Within Ramadan, there is one night that holds a place of special intensity. It is called Laylat al-Qadr, which translates as the Night of Decree or the Night of Power. Muslims believe this is the specific night on which the Qur’an first descended, and the Qur’an itself describes this night as better than a thousand months. That is more than eighty years of worship condensed into a single night. Muslims seek it in the last ten nights of Ramadan, filling those hours with prayer, recitation of the Qur’an, and quiet, heartfelt conversation with God. To sit with a community of believers in a mosque on one of those nights, the air still and the voices soft, is to feel something that is genuinely difficult to describe to someone who has not experienced it.
A sincere question sometimes follows: if Muslims honor the Torah, the Psalms, and the Gospel, why do they read the Qur’an rather than those texts? The Islamic answer is offered respectfully. Muslims believe the original revelations given to Moses, David, and Jesus were indeed divine and true. Over the long course of history, however, those scriptures passed through many hands, were translated across languages, and were in some cases altered, whether by accident or by intention. What exists today contains real wisdom and echoes of the original truth, but it has also been changed in ways that make it difficult to rely on as a complete and unaltered guide.
The Qur’an, Muslims believe, is the final and perfectly preserved word of God. It has been memorized in its original Arabic by millions of people across every generation since it was first revealed, passed down in an unbroken chain from teacher to student for over fourteen hundred years. Not a single letter has changed. That preservation is itself seen as a sign of its divine origin, and it is why Muslims turn to it not only in Ramadan but throughout their entire lives.
A Message Meant for You
What the story of Ramadan ultimately tells us is that God has never stopped caring about the people He created. He sent prophet after prophet. He sent scripture after scripture. And when He sent the final and complete guidance, He sent it during the same month He had used before, as if to draw a line of connection across all of human history and say: this has always been about you. All of you.

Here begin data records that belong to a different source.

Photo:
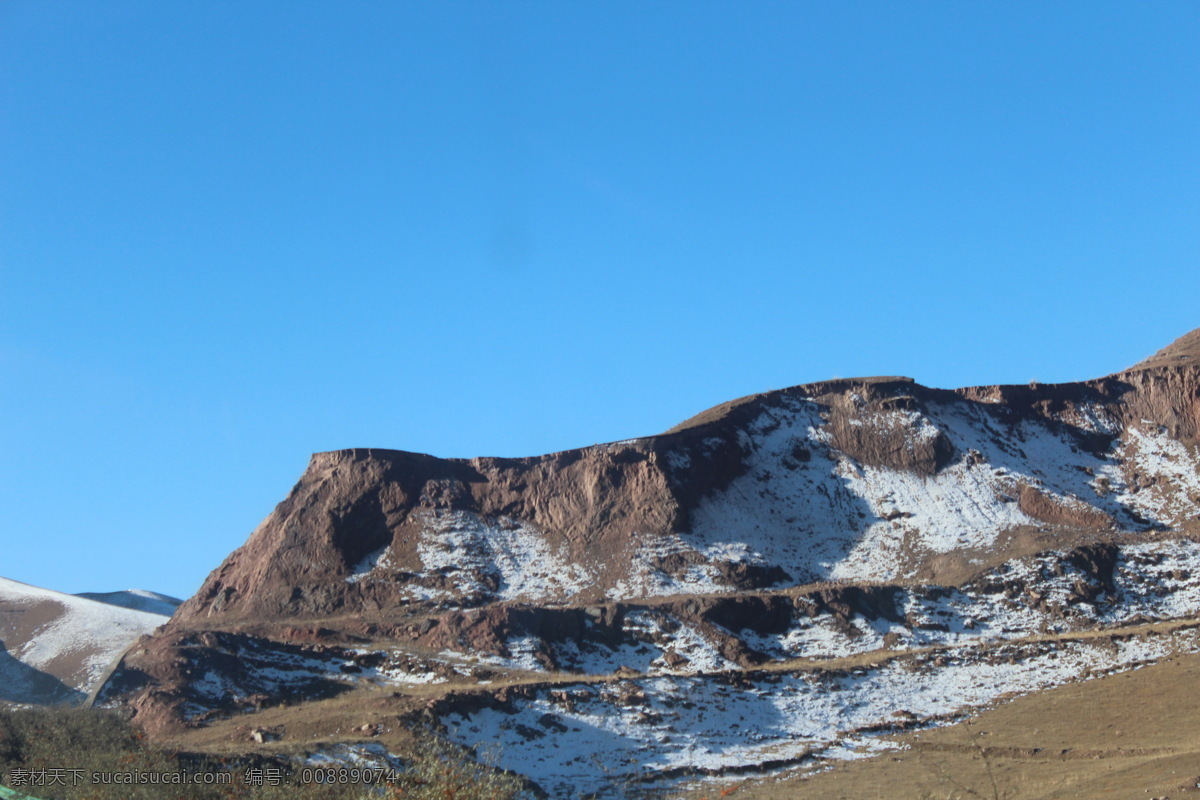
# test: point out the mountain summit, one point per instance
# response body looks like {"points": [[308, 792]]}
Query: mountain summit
{"points": [[789, 528]]}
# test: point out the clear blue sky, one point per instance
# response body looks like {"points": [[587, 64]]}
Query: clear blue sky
{"points": [[233, 234]]}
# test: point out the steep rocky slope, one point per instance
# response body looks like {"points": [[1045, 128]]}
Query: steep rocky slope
{"points": [[55, 648], [778, 581]]}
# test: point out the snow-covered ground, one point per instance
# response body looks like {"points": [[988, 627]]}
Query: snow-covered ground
{"points": [[69, 638], [586, 738]]}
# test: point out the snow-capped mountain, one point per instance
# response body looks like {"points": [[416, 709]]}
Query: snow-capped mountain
{"points": [[778, 582]]}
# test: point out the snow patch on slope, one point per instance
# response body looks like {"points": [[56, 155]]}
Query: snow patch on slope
{"points": [[514, 554], [593, 740], [70, 637]]}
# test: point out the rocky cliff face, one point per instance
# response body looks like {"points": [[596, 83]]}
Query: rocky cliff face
{"points": [[814, 523]]}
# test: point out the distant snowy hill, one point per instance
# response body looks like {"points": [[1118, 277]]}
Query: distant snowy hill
{"points": [[57, 648]]}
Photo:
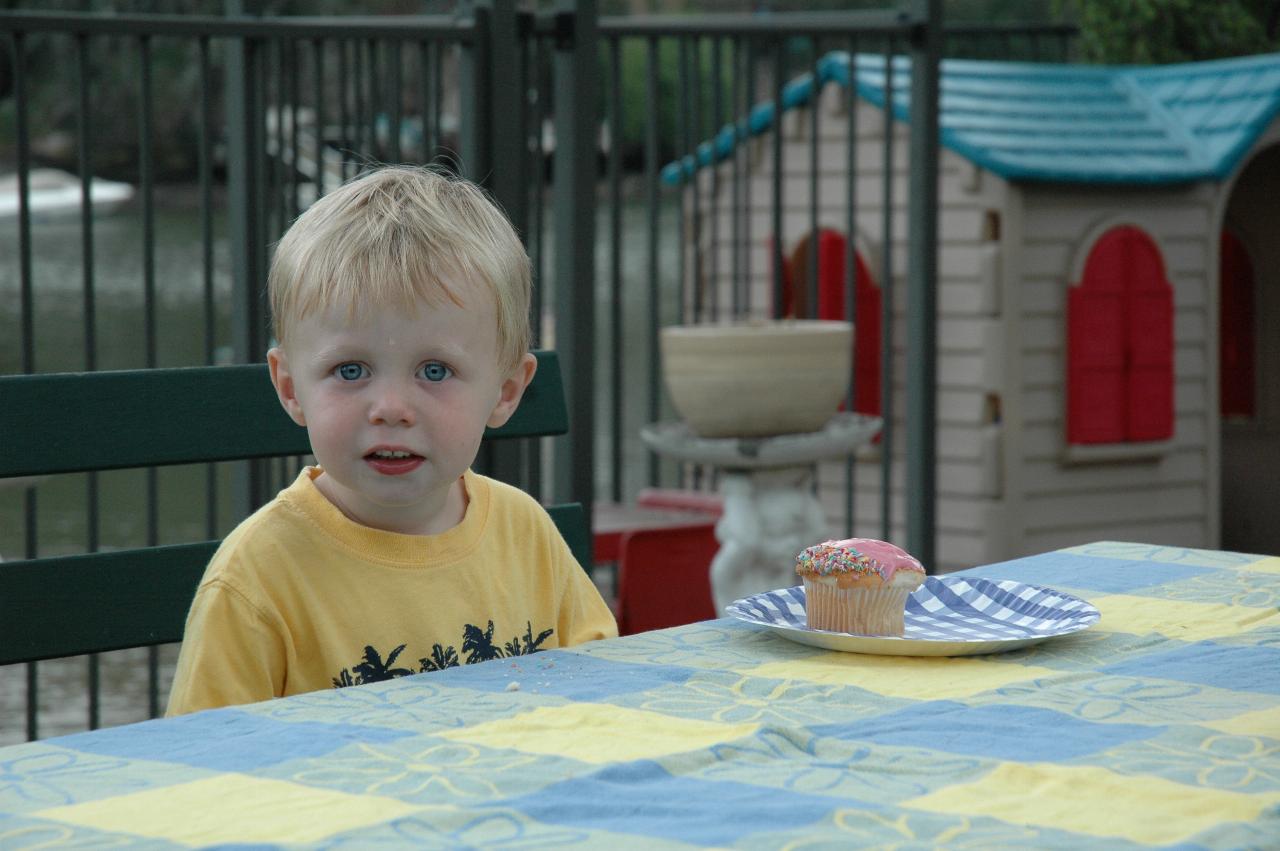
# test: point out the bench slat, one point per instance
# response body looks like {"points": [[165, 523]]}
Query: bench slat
{"points": [[113, 420]]}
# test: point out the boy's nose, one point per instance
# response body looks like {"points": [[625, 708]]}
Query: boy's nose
{"points": [[391, 407]]}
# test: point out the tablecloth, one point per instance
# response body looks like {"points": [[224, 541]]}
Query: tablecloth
{"points": [[1160, 726]]}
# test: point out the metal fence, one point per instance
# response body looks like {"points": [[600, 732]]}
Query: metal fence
{"points": [[566, 117]]}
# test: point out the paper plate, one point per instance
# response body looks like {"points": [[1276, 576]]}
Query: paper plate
{"points": [[949, 616]]}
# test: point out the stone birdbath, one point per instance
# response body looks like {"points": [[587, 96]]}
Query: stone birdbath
{"points": [[759, 401]]}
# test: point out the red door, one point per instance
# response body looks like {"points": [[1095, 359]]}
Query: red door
{"points": [[1235, 329], [1120, 343]]}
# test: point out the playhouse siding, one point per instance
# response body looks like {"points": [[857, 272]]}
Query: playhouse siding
{"points": [[1157, 499], [970, 480]]}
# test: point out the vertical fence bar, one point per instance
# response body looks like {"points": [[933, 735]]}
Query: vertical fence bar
{"points": [[748, 230], [810, 283], [616, 330], [778, 236], [737, 269], [393, 95], [146, 179], [274, 104], [887, 305], [851, 260], [713, 206], [319, 96], [293, 163], [530, 124], [27, 321], [922, 287], [575, 239], [343, 105], [206, 252], [652, 200], [424, 95], [85, 163]]}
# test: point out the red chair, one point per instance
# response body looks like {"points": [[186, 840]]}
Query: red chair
{"points": [[664, 577]]}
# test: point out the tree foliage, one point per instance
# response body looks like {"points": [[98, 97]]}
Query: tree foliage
{"points": [[1170, 31]]}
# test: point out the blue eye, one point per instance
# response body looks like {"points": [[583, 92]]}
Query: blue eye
{"points": [[350, 371], [435, 371]]}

The Qur’an does not describe itself as a book for Arabs, or for people born into Muslim families, or for any particular nation or tribe. It describes itself as a guide for all of humanity, a mercy sent to bring people from darkness into light. Millions of people from every background imaginable, people who grew up Christian, Jewish, Hindu, atheist, or with no religious background at all, have encountered the Qur’an as curious readers and found something in it that answered questions they had carried their whole lives.
If you have ever felt that there must be more to life than what can be seen or measured, if you have ever sensed a pull toward something greater than yourself, if you have ever wondered whether God is real and whether He knows you, Ramadan is a remarkable time to bring those questions somewhere honest. The Qur’an begins with a prayer that Muslims recite every single day: “Guide us to the straight path.” That prayer is for everyone. It is an acknowledgment that human beings need direction, and a trust that God provides it.
Many mosques across the United States open their doors to visitors during Ramadan, and free English translations of the Qur’an are widely available in print and online. You do not need to be Muslim to read it or to feel its weight. You only need to come with an open mind. Many people who have done exactly that have found that what they were searching for was already waiting for them on the page.